Dunn does pose the question of whether or not the fate of millions should really be left to the decision of one very wealthy man, citing articles that raise questions about the culture of philanthropy. Strangely, Dunn shoves the discussion into a binary choice of public-versus-private philanthropy. No deep shift in public opinion has been more oppositional to Catholic social teaching in my lifetime than the diminishment of the idea that there are public goods that the public should seek to meet. Supply side economics is a close second. Both shifts took flight during the disastrous presidency of Ronald Reagan, and both find their source in the "poisoned spring" of libertarian thinking, to borrow a phrase from Pope Pius XI. The failure to appreciate public ends has stalked the discussion of Medicare-for-all and free public college, and it stalks Dunn's article from start to finish.

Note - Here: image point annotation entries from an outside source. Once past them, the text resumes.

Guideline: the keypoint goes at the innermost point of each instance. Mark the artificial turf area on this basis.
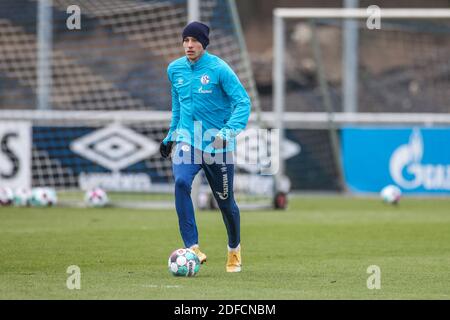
(319, 248)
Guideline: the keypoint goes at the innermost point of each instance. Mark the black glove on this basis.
(219, 143)
(165, 149)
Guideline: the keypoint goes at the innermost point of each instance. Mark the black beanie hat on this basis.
(198, 31)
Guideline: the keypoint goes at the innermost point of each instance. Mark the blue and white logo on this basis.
(417, 159)
(409, 172)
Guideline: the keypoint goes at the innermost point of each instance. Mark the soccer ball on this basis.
(184, 263)
(22, 197)
(43, 197)
(96, 197)
(6, 196)
(391, 194)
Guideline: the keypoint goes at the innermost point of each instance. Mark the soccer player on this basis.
(210, 107)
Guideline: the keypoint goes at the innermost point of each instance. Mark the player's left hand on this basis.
(219, 143)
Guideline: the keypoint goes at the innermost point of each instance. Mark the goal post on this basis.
(338, 117)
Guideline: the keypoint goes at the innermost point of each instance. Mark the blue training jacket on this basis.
(209, 94)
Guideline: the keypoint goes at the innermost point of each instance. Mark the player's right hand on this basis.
(165, 149)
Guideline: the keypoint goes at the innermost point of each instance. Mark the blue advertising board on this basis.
(417, 160)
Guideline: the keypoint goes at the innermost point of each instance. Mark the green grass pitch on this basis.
(320, 248)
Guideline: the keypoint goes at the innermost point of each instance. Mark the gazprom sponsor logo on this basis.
(201, 90)
(115, 147)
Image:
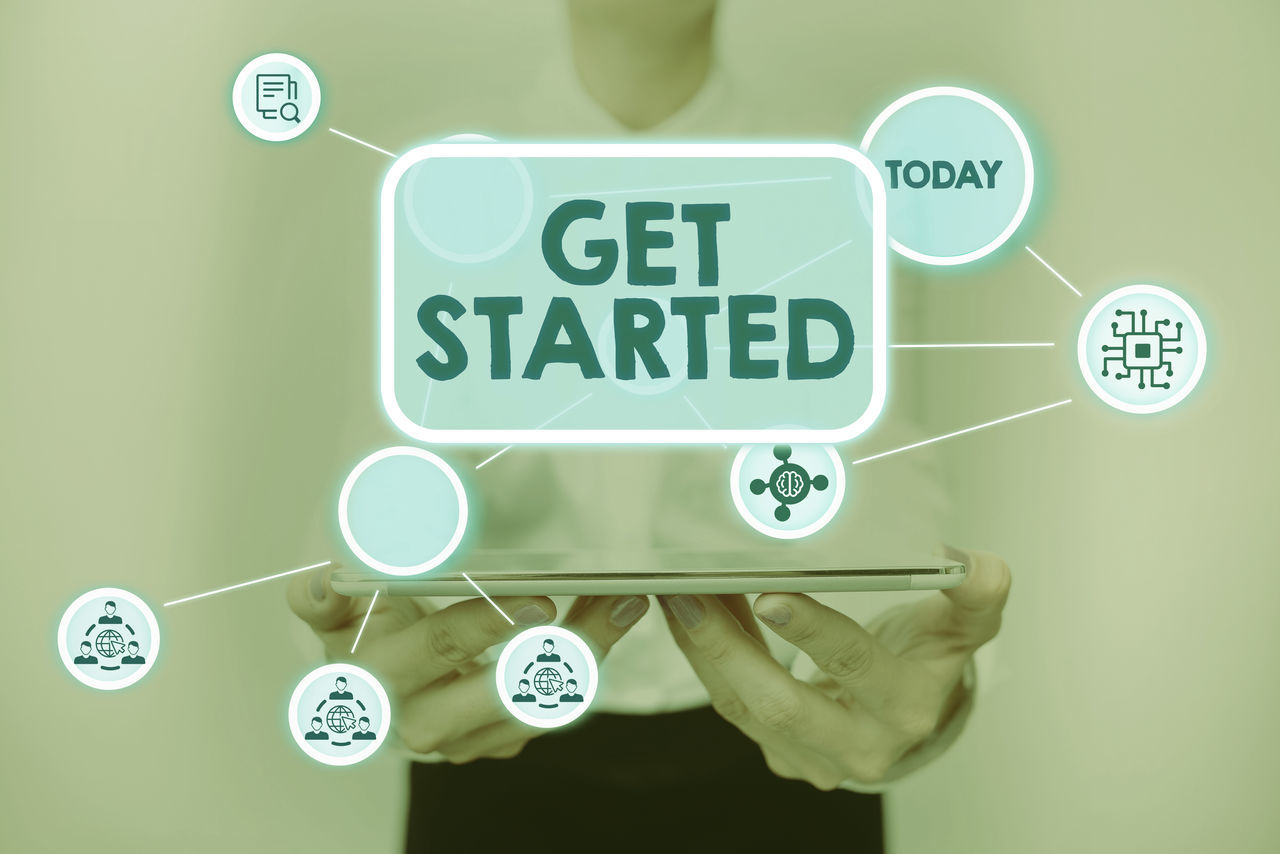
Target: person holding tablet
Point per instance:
(720, 721)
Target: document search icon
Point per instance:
(277, 96)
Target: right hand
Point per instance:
(447, 702)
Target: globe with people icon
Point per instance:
(548, 681)
(109, 643)
(341, 720)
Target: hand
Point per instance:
(883, 690)
(447, 702)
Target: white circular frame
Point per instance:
(735, 487)
(344, 523)
(543, 631)
(383, 726)
(300, 127)
(1029, 168)
(1106, 302)
(109, 593)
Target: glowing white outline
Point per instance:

Apart from public spending, if wealth were more evenly distributed, might not all of us, and not just Bill and Melinda Gates, get to decide to whom we wish to donate our pennies? Even the Philanthropic Roundtable reported that the poor tend to give more of their income than the rich, and both rich and poor give more than the middle-class. But, as one friend pointed out after reading the piece by Dunn, we should really measure philanthropy by what the person has leftover after the donation. Cf. Luke 21:1-4.

The single greatest correlation between philanthropy and other activities? People who practice religion regularly are the most generous, or at any rate, they give the most, perhaps because they are instructed to do so by God, perhaps because their churches and synagogues and mosques offer them many ways to give. Those who are married are much more likely to give than those who are not, according to several studies. Those in the South give the most — unsurprisingly because that is where religious observance is the greatest — and those in New England the least. I would add something nasty about Calvin here, but that is another essay for another time.

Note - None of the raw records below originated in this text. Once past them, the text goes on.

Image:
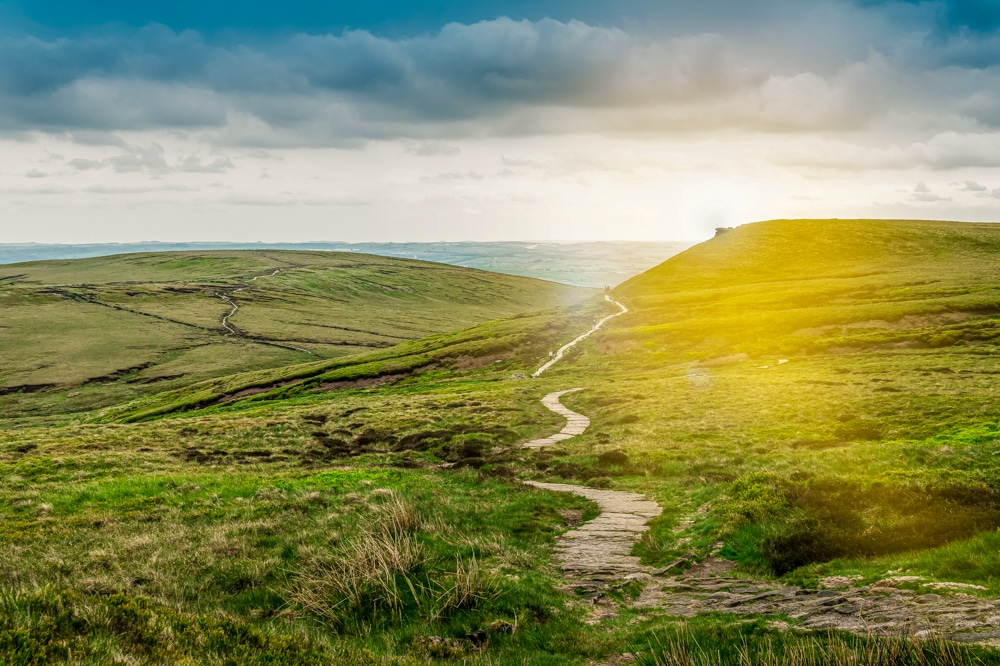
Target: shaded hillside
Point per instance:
(109, 328)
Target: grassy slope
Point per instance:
(111, 328)
(814, 392)
(870, 450)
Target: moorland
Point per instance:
(811, 402)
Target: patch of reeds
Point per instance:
(685, 648)
(371, 577)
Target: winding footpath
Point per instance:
(596, 557)
(228, 298)
(566, 347)
(576, 424)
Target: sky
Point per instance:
(203, 120)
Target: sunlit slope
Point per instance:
(790, 286)
(106, 329)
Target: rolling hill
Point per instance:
(812, 403)
(109, 328)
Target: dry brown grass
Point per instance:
(371, 575)
(466, 589)
(684, 649)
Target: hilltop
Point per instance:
(812, 404)
(583, 264)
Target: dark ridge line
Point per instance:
(358, 330)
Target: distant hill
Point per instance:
(106, 329)
(790, 285)
(581, 264)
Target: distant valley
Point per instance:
(579, 264)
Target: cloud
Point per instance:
(429, 148)
(151, 159)
(923, 194)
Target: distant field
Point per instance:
(805, 399)
(581, 264)
(104, 329)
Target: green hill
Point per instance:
(805, 400)
(791, 286)
(94, 331)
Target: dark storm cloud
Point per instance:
(825, 66)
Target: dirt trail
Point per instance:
(576, 424)
(228, 298)
(566, 347)
(597, 556)
(598, 552)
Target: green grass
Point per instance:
(819, 396)
(91, 332)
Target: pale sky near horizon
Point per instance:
(448, 120)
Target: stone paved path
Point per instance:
(576, 424)
(876, 608)
(568, 345)
(597, 555)
(598, 552)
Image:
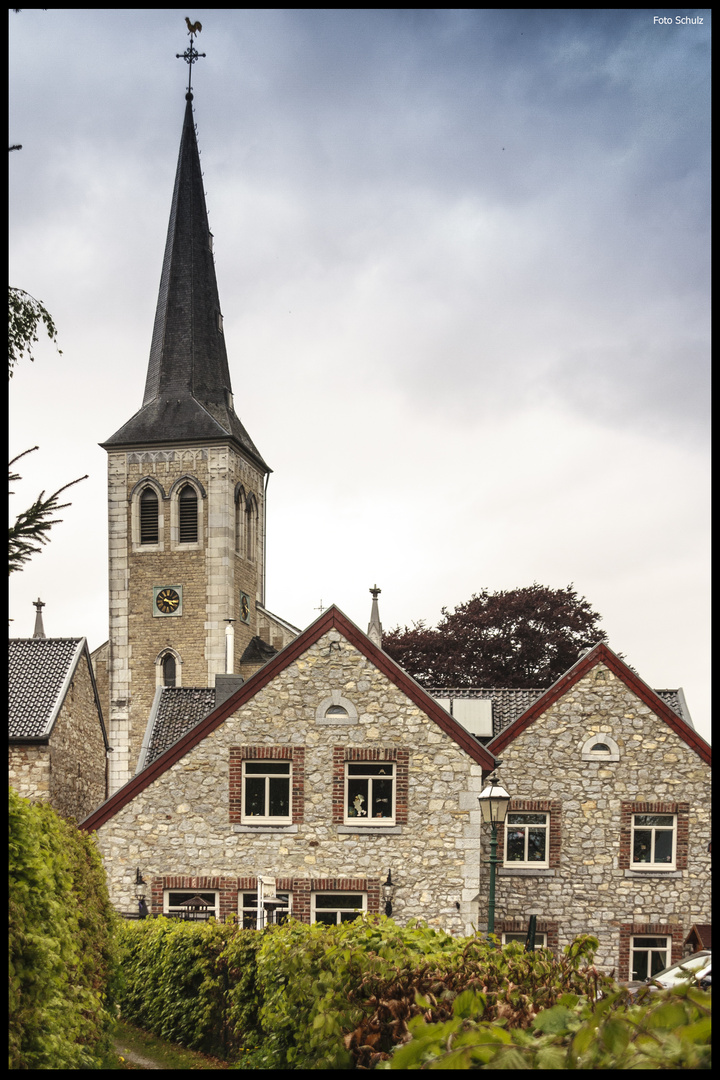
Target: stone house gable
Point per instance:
(57, 742)
(609, 824)
(330, 712)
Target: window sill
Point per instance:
(263, 828)
(652, 873)
(370, 829)
(525, 872)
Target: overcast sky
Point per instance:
(463, 260)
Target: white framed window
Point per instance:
(175, 899)
(369, 793)
(520, 935)
(649, 955)
(527, 841)
(335, 907)
(247, 910)
(267, 790)
(653, 841)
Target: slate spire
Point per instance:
(188, 395)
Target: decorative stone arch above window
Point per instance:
(187, 516)
(162, 665)
(336, 710)
(147, 521)
(600, 747)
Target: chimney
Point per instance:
(375, 626)
(39, 629)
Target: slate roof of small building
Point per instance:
(40, 672)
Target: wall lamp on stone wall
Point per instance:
(493, 801)
(139, 894)
(389, 892)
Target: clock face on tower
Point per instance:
(167, 599)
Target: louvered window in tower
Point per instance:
(168, 670)
(188, 514)
(149, 516)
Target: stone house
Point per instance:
(57, 741)
(609, 825)
(327, 769)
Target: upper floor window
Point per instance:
(653, 841)
(188, 515)
(149, 516)
(527, 840)
(250, 528)
(267, 793)
(170, 677)
(369, 793)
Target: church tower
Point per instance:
(186, 493)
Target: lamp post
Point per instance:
(493, 801)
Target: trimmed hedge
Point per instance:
(302, 996)
(63, 961)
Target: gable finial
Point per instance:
(191, 54)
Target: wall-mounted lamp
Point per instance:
(388, 893)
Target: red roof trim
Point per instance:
(333, 619)
(602, 655)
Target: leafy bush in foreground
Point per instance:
(63, 968)
(667, 1030)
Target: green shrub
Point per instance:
(63, 973)
(667, 1030)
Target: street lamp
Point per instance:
(493, 801)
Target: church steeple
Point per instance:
(188, 394)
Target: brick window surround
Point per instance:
(520, 927)
(681, 810)
(341, 755)
(299, 888)
(554, 808)
(629, 930)
(294, 754)
(226, 887)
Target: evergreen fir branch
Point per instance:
(30, 529)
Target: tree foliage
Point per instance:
(24, 318)
(30, 528)
(519, 637)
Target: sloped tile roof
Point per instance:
(507, 704)
(178, 710)
(40, 670)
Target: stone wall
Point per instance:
(185, 823)
(68, 770)
(589, 886)
(28, 770)
(78, 781)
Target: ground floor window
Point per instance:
(649, 956)
(247, 910)
(182, 904)
(541, 939)
(334, 907)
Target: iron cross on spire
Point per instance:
(191, 54)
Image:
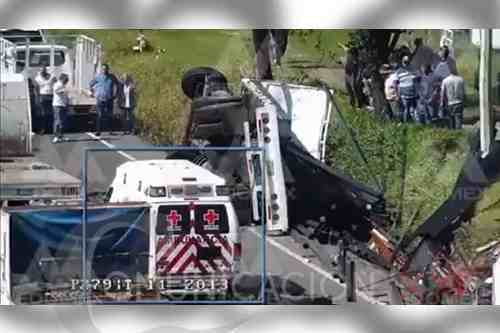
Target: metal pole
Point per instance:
(486, 116)
(351, 282)
(496, 282)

There is no punting on the question of how changes in the nature of philanthropy have come to distort the life of the church, although Dunn seems unconcerned about that. One hundred years ago, Cardinal James Gibbons did not have to spend a significant amount of his time sucking up to rich folk to make donations for the work of the church. Fifty years ago, a second collection was still enough to fund the church and her ministries. Now? I am guessing many bishops spend more nights out at dinners with big donors than they do with other clergy, with seminarians, or with young men and women discerning a vocation. Catholic colleges have boards filled with wealthy men and women who are not likely to object when the school decides it does not want to allow its professors to organize a union. If you want a building named after you, better to make a ton of money than to become a saint: Bonaventure Hall is no more, but the Busch School of Business thrives.

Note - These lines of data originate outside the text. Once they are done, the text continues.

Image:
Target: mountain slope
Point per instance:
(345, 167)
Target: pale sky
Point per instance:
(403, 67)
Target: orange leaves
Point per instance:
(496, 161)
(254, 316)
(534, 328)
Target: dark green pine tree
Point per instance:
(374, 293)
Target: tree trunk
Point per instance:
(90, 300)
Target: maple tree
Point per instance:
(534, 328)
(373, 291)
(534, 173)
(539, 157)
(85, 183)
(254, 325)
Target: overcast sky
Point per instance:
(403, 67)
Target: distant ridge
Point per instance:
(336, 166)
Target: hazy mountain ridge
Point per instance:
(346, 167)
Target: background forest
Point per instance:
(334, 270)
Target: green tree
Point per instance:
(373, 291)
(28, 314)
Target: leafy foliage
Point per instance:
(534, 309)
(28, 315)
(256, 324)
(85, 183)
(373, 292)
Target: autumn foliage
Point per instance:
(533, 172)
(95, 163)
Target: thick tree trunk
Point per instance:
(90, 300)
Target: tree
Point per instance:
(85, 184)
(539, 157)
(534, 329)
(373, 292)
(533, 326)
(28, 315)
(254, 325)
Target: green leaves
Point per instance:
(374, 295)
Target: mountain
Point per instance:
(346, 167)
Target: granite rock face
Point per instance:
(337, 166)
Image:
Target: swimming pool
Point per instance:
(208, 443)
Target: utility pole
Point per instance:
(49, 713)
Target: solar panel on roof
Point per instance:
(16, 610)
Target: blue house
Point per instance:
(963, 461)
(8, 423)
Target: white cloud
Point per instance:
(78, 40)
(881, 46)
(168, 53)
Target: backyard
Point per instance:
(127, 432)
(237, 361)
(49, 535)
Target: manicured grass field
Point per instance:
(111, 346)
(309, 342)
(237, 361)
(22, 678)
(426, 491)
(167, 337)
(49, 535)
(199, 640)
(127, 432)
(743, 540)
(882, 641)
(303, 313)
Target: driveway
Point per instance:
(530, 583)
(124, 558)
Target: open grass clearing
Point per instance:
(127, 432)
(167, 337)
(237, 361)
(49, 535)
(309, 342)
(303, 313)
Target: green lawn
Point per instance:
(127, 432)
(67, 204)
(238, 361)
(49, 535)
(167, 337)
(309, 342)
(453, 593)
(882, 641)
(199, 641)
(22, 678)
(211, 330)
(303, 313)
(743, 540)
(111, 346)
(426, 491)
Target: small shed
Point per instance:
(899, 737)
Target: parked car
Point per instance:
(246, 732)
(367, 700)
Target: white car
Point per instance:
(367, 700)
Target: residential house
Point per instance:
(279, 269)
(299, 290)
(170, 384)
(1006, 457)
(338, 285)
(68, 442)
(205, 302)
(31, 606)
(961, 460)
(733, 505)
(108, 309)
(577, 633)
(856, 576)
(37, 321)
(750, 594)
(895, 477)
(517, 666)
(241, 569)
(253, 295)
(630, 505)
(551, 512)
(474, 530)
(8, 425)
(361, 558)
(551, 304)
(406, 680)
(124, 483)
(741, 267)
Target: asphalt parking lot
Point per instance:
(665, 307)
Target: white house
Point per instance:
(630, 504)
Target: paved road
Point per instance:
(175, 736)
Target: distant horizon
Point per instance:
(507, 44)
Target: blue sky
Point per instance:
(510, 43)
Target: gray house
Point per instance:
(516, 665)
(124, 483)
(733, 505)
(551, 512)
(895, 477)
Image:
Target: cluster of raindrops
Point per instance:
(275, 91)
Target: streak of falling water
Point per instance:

A billionaire is president. Another billionaire owns The Washington Post and is fast-destroying small businesses around the world unless they are willing to send their products through Amazon. Another billionaire wants to be the Democratic nominee. Lesser monetary luminaries who happen to have purchased a sports franchise extort fancy new stadiums from struggling cities in order to build more skyboxes for their corporate pals. Planes have business class as well as first class as well as premium economy. And we wonder why there is a shortage of social solidarity?

"Last Holiday," starring Queen Latifah is one of my favorite Yuletide movies. In it, she describes the rich people who populate the Swiss Alpine resort she is at by saying, "They are not bad people. They're greedy people. They want a little of this and a little of that." She was explaining why a man was cheating on his wife, but she could have been describing American culture today. The rich are no longer content to dominate the halls of commerce. Now they wish to dominate other sectors of society. Collectively we need to stand up and say, "No." We may not succeed, but we must try. As Jesus said, "The rich you will always have with you."

[Michael Sean Winters covers the nexus of religion and politics for NCR.]